Islamabad, May 20, 2025: In a major move set to impact fuel prices nationwide, the federal government of Pakistan is preparing to lift the cap on the Petroleum Development Levy (PDL), enabling it to charge over Rs. 100 per liter in the upcoming fiscal year 2025-26.
This policy shift, aimed at boosting national revenue, is expected to generate a record-breaking Rs. 194 billion — a strategic step to close fiscal gaps amid ongoing IMF commitments.
According to reliable sources, the PDL — which currently stands at Rs. 78 per liter for petrol and diesel — will be hiked further to support the Federal Board of Revenue’s (FBR) revenue shortfall.
This marks a historic surge in fuel taxation, surpassing last year’s record collection of Rs. 1,117 billion.
Since July 2024, the government has progressively raised the PDL from Rs. 60 to Rs. 78 per liter, collecting a staggering Rs. 833.8 billion in just nine months.
This compares to Rs. 1,019 billion collected in FY24 and Rs. 580 billion in FY23, illustrating a steep upward trend in petroleum levy dependence.
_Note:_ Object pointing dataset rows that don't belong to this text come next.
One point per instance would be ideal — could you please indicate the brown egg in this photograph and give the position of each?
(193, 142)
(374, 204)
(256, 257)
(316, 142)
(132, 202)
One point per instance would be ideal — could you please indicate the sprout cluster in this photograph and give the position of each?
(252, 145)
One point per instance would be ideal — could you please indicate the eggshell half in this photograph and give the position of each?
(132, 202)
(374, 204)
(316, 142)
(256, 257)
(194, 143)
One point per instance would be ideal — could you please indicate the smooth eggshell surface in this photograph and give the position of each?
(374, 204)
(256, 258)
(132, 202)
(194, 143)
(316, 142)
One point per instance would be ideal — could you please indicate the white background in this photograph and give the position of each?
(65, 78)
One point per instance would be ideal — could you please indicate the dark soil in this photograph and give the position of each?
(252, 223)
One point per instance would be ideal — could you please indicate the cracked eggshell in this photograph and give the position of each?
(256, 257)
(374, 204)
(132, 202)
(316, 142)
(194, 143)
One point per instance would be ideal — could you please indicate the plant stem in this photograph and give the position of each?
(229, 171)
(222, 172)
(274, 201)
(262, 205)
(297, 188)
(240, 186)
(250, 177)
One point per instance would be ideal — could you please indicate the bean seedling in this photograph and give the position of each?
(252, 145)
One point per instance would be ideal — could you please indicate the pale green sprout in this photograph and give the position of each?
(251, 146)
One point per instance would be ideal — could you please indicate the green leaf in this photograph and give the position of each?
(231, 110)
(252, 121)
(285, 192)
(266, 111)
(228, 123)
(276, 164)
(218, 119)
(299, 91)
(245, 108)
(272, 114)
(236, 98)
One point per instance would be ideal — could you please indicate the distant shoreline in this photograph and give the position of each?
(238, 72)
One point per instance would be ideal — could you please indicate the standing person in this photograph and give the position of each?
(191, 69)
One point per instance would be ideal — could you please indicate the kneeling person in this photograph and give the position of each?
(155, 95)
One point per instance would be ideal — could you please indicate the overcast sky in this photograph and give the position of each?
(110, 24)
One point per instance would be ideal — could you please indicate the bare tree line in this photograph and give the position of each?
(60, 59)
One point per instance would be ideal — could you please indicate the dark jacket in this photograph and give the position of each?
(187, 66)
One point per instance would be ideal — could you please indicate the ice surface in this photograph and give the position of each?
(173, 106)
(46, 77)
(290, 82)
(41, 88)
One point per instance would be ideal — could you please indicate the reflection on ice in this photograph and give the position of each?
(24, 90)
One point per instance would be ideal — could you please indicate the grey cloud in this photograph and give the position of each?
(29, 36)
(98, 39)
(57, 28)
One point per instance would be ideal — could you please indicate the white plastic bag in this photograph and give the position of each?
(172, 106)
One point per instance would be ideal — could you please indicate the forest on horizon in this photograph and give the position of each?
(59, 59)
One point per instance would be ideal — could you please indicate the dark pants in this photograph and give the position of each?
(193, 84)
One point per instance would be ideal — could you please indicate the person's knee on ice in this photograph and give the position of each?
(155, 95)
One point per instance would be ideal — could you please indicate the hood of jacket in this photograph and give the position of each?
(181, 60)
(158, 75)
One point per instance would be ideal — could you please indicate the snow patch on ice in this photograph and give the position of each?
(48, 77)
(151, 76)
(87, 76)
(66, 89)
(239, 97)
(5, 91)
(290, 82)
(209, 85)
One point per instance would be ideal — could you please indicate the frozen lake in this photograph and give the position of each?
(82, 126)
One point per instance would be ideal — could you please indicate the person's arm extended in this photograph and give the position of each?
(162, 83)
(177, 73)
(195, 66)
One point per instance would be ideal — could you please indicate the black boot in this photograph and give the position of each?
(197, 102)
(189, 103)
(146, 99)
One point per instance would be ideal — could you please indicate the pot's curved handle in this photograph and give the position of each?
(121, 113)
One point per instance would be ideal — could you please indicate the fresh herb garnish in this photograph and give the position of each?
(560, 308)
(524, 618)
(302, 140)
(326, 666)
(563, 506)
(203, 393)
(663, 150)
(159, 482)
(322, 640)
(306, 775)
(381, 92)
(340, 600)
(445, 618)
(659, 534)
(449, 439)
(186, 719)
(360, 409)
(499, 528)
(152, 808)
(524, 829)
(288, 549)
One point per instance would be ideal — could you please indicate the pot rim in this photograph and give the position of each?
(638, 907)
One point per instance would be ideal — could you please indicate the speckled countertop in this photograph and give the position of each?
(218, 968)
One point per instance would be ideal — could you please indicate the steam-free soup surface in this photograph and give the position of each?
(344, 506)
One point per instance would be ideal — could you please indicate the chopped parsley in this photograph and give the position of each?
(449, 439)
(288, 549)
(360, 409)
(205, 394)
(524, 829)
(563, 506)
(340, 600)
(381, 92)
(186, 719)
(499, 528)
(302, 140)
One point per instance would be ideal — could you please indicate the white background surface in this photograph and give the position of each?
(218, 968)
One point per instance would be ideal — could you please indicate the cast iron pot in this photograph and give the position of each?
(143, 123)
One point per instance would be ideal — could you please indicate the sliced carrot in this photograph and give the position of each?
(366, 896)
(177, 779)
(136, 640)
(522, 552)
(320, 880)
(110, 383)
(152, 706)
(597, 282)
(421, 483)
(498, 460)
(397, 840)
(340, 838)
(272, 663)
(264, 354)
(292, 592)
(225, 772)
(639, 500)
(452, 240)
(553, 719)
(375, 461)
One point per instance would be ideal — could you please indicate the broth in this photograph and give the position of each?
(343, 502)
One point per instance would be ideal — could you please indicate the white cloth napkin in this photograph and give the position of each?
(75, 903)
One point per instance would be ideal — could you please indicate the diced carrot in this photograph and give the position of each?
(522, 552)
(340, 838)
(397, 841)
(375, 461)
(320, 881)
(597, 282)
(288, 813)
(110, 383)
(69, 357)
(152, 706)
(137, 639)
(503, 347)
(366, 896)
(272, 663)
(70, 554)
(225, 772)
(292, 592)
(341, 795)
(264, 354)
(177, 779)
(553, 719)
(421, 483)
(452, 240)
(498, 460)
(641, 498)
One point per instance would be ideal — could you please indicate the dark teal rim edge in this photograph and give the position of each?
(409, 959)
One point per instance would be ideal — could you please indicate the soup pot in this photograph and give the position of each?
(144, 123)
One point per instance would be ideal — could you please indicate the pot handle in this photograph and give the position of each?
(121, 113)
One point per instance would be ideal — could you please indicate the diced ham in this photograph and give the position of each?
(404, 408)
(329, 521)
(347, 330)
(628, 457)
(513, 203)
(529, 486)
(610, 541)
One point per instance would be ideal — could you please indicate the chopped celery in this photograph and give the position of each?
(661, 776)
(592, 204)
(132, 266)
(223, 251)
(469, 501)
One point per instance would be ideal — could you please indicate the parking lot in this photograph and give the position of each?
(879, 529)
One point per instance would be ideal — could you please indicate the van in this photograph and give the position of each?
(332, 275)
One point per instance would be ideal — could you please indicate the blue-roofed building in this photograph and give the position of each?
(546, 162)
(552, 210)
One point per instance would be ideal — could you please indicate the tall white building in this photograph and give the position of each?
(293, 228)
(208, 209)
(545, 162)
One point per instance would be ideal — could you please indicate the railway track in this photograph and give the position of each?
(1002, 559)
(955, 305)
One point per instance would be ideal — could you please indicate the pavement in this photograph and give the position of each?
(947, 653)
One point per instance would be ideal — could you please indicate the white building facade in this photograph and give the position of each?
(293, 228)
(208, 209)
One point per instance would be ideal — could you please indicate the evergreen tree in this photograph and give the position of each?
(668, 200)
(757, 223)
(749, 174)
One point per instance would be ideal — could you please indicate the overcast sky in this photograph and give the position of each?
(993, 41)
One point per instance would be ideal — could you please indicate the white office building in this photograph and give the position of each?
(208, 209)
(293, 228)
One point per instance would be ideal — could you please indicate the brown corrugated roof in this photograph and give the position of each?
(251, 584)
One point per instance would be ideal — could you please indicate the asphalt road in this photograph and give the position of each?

Part of this increased revenue will go toward subsidizing the power sector and supporting the growth of Pakistan’s electric vehicle ecosystem — a move that may also align with long-term environmental goals.
In parallel, Islamabad has pledged to the International Monetary Fund (IMF) that it will abolish the 10% cap on the Debt Service Surcharge (DSS) in electricity bills.
Currently, this cap restricts surcharges to just 10% of power companies’ revenue needs, limiting the government’s ability to tackle the growing circular debt.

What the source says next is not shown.